The Referer, User-Agent and HTTP code and object size are very useful for statistic purposes. And, from a security perspective, we have the source IP address, the source port. Depending on the future usage that we will make of this event, we can drop some information or anonimize it. We are facing here a dilemna: If the law says that we are authorized to log only useful events, more and more companies tend to store a huge amount of events for forensics reasons or behavioral monitoring. The golden rule is always the same: If you keep logs, it must be for a (good) technical reason like ensuring that the network has good performances. They cannot be used to track people.
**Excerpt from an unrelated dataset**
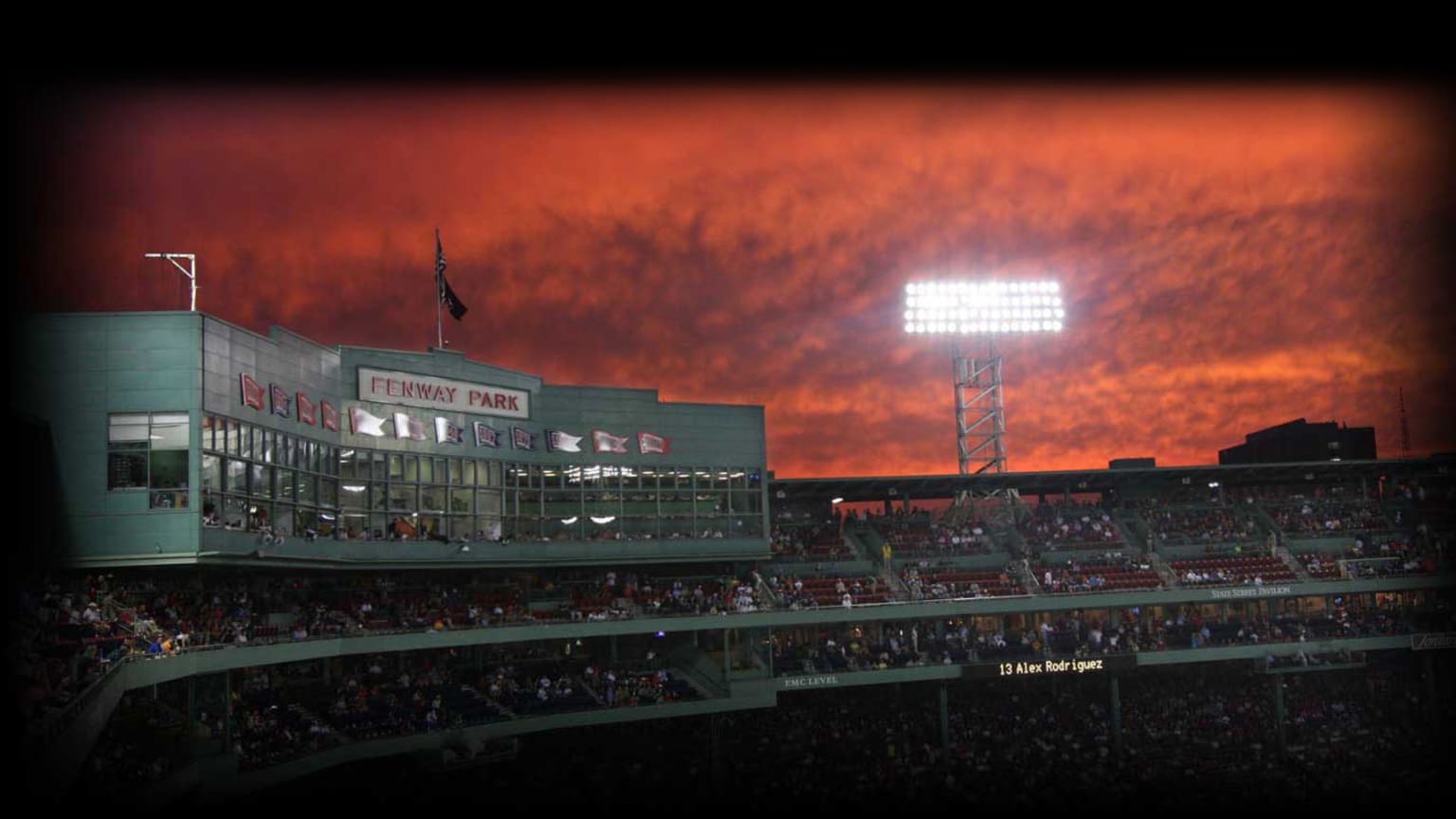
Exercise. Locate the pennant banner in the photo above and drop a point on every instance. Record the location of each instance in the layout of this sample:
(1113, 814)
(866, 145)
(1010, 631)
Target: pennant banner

Then comes the second question: “Does this log contain PII?” (“Personal Identifiable Information“).Â PII is a very large topic! Even if the identification of a person is not immediate, some information are considered as private. A good example is a car plate. IP addresses were also considered as PII in recent cases! Here a some facts to keep in mind about logs:
- The scope of logging must be cleary defined. What is the nature of the data? A “data controller” (the person responsible of the data stored) must be able to justify the choices.
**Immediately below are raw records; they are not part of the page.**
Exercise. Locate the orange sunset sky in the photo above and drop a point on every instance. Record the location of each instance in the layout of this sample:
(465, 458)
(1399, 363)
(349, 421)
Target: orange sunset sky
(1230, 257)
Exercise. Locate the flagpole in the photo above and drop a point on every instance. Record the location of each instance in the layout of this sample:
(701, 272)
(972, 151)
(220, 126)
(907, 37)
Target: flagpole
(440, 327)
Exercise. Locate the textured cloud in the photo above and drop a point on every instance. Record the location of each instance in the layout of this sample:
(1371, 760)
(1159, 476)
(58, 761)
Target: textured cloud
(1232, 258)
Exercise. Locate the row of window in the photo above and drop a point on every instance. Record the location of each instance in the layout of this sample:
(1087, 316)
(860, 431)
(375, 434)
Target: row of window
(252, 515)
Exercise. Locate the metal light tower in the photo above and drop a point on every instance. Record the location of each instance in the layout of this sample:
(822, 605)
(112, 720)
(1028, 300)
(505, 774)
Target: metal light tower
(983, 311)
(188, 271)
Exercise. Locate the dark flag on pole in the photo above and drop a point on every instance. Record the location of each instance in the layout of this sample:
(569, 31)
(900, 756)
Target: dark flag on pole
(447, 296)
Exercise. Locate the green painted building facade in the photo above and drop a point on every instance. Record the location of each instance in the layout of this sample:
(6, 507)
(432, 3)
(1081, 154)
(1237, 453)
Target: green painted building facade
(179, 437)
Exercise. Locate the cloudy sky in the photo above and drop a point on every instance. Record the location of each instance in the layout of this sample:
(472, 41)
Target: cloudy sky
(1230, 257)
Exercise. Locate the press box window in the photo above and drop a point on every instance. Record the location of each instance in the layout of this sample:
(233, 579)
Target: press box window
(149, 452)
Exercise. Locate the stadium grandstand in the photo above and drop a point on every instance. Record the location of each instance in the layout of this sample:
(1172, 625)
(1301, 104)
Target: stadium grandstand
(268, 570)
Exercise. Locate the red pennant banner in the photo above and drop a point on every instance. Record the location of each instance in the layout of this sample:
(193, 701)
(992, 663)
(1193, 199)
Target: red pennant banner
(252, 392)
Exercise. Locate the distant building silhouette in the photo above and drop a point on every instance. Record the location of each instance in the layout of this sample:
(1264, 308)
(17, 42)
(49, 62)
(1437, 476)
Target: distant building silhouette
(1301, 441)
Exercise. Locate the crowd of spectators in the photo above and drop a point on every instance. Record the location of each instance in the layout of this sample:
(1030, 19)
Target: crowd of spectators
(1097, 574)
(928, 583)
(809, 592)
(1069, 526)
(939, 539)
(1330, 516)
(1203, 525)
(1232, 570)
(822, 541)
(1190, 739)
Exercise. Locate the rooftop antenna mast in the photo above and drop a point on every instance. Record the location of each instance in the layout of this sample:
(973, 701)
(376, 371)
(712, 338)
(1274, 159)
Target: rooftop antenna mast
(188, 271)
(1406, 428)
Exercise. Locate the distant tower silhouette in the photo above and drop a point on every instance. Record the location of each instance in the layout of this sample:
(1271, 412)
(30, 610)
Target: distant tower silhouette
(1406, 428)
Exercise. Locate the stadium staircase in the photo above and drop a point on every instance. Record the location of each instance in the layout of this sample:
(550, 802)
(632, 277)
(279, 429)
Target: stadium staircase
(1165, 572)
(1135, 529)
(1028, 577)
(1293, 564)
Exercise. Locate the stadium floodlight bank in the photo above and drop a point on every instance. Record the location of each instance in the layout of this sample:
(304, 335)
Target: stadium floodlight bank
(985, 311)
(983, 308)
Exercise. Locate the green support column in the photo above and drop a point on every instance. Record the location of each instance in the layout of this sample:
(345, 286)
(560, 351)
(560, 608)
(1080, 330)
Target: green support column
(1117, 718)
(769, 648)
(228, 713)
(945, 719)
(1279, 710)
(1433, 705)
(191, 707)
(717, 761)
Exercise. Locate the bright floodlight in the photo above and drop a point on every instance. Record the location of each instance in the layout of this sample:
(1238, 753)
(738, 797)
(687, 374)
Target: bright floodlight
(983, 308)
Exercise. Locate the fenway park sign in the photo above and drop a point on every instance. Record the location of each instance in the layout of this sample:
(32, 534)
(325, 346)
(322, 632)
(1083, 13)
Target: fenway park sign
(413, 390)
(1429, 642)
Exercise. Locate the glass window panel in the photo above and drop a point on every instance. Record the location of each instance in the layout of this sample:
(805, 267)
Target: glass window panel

- Logs cannot be used to track employees but people must be aware that their tracks are covered (how and where)
- Access to the logs must be restricted to authorized people only. Access to logs must generate… a new log!
- Some logs are mandatory for legal or business reasons
- Proper controls must be implemented to protect your logs. In this case, the principle of “due care” applies. Companies must implement appropriate controls to protect their logs.
- Can we re-use old logs (archived) for processing? Yes if the purpose of the search is compatible to the original one.
Many questions were asked during the presentation, which proves that it’s a hot topic. But it also demonstrated that lot of grey zones remain. A last tip: Before processing logs with private data, ask for some help from the legal department of your company!